Saturday, March 30, 2013

The Fountainhead (1949)

I’ve just watched the 1949 movie adaptation of Ayn Rand’s The Fountainhead, directed by King Vidor.  When Warner Brothers employed Rand to write the screenplay for the film they rather naïvely gave her complete creative control. Her contract stated that not one line of her dialogue could be altered. Perhaps they assumed that she would not make an issue of it if changes had to be made. If they thought that they were very mistaken indeed. Rand held them to the letter of her contract. As a result the movie is extraordinarily faithful to the spirit of the book. It presents Rand’s ideas in a very uncompromising manner.

I had read the book not that long before seeing the film. It’s the only book of hers that I’ve read so I can only judge her on the basis of that one book. The problem with Rand is that almost everybody (even those who have never read her) have incredibly strong feelings about her philosophy, either for or against. I don’t actually want to talk about her philosophy. I want to consider her purely as a social critic, and I happen to think that in that role she was remarkably perceptive and prescient.

For those who haven’t read the book it’s the story of two architects. Peter Keating is a third-rate architect but his great strength is that he has no opinions of his own. As he himself admits, he’s never had an original thought in his life. He simply copies whatever happens to be popular and fashionable. As a result he becomes very successful indeed.

Howard Roark (the hero of the book) is a very different sort of man. He stubbornly insists on going his own way, refusing to compromise his vision in any way. If nobody wants to employ him as an architect, if nobody wants to build the buildings he designs, it makes no difference to him. He will not alter a design to please a client. He thinks for himself and he has no interest in what other people think. As a result he has virtually no clients and is forced to take a job as a labourer in a quarry.

Rand understood very clearly that the odds are heavily stacked in favour of the Peter Keatings of this world. It is very much easier to be a Peter Keating than it is to be a Howard Roark. Being a Peter Keating means you’re guaranteed of safety and security, and of social approval. Rand also understood that not only are most people terrified of the idea of thinking for themselves; they hate and fear anyone who does think for himself.
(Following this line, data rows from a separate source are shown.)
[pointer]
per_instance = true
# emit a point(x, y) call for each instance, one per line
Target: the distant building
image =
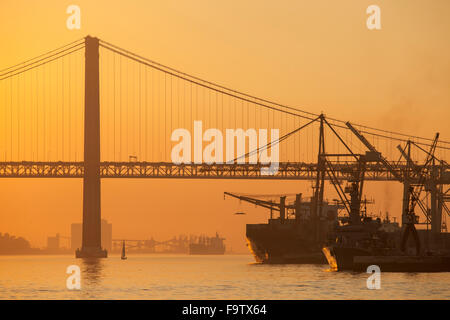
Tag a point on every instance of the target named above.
point(106, 235)
point(76, 232)
point(53, 242)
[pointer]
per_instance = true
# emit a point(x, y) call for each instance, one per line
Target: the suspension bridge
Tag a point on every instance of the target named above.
point(93, 110)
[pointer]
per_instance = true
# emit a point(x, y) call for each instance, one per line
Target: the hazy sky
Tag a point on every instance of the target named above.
point(315, 55)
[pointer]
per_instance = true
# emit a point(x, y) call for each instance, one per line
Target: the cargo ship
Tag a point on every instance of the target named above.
point(207, 245)
point(292, 234)
point(360, 241)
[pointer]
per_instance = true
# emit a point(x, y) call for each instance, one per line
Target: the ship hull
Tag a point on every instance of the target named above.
point(353, 259)
point(284, 253)
point(341, 258)
point(283, 243)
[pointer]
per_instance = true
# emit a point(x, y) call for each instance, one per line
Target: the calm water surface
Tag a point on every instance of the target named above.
point(203, 277)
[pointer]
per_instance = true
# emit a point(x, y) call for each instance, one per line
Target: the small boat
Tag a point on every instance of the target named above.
point(123, 256)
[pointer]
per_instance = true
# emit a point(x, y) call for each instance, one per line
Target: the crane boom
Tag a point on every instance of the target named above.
point(374, 150)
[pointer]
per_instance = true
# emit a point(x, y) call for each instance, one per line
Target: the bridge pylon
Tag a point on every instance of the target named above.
point(91, 239)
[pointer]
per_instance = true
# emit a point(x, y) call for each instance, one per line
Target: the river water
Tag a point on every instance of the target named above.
point(203, 277)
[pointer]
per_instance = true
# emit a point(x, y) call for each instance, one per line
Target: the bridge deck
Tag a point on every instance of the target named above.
point(287, 171)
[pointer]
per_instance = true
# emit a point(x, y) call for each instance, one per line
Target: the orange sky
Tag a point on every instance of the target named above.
point(315, 55)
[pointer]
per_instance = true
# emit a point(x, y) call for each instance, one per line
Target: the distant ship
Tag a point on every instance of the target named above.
point(208, 245)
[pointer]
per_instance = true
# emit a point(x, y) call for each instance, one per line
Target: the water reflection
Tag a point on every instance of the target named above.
point(92, 270)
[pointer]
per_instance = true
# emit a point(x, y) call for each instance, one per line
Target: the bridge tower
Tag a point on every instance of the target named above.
point(91, 239)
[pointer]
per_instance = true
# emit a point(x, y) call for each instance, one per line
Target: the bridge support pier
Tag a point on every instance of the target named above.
point(91, 238)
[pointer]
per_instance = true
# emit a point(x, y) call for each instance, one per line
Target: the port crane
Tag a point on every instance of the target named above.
point(412, 190)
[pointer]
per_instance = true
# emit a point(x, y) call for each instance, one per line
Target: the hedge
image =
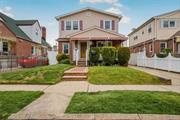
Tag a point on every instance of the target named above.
point(108, 55)
point(123, 56)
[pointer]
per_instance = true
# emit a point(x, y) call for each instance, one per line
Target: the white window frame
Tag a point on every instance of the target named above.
point(165, 46)
point(149, 26)
point(168, 20)
point(110, 24)
point(66, 26)
point(73, 24)
point(150, 47)
point(63, 48)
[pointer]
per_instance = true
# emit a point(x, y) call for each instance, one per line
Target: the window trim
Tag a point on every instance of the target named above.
point(150, 47)
point(168, 20)
point(66, 24)
point(165, 46)
point(104, 26)
point(63, 48)
point(73, 24)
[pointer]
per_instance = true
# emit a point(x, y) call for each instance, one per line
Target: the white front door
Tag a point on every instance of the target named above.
point(178, 48)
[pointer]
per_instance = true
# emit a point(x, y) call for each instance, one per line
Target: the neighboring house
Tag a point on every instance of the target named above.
point(85, 28)
point(20, 37)
point(156, 34)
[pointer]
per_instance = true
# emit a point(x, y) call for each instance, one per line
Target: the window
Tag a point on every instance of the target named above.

The other key character in both book and film is Ellsworth Toohey, a columnist on a popular newspaper, The New York Banner. Toohey is a type that has become very familiar to us. He’s a textbook cultural Marxist. He espouses equality, and he believes that the best way to achieve equality is to grind down anyone who is exceptional in any way. But as is the case with all cultural Marxists, what Toohey really believes in is power. Toohey has spent years creating a power base for himself within the Banner, slowly and surreptitiously infiltrating the paper with his own supporters. No-one, least of all the paper’s owner Gail Wynant, has noticed this happening. Now it’s Toohey who is in control.

This is a remarkable prediction of the methods of cultural Marxism, of their “long march through the culture.” And Rand seems to have recognised the danger this represented before anyone else did.

The sad history of the past few decades - the triumph of cultural Marxism, the fact that most people would happily embrace politically correct group-think, would not have surprised Rand at all. Nor would she have been surprised by the craven and grovelling manner in which big business has caved in to every demand by the Cultural Left - she predicted this as well in The Fountainhead, in the fearful acquiescing to “public opinion” of the various boards of directors who reject Howard Roark’s designs.

I’m not a follower of Rand, but there’s no question she was farsighted and provocative. The Fountainhead is worth reading, and the movie is worth seeing.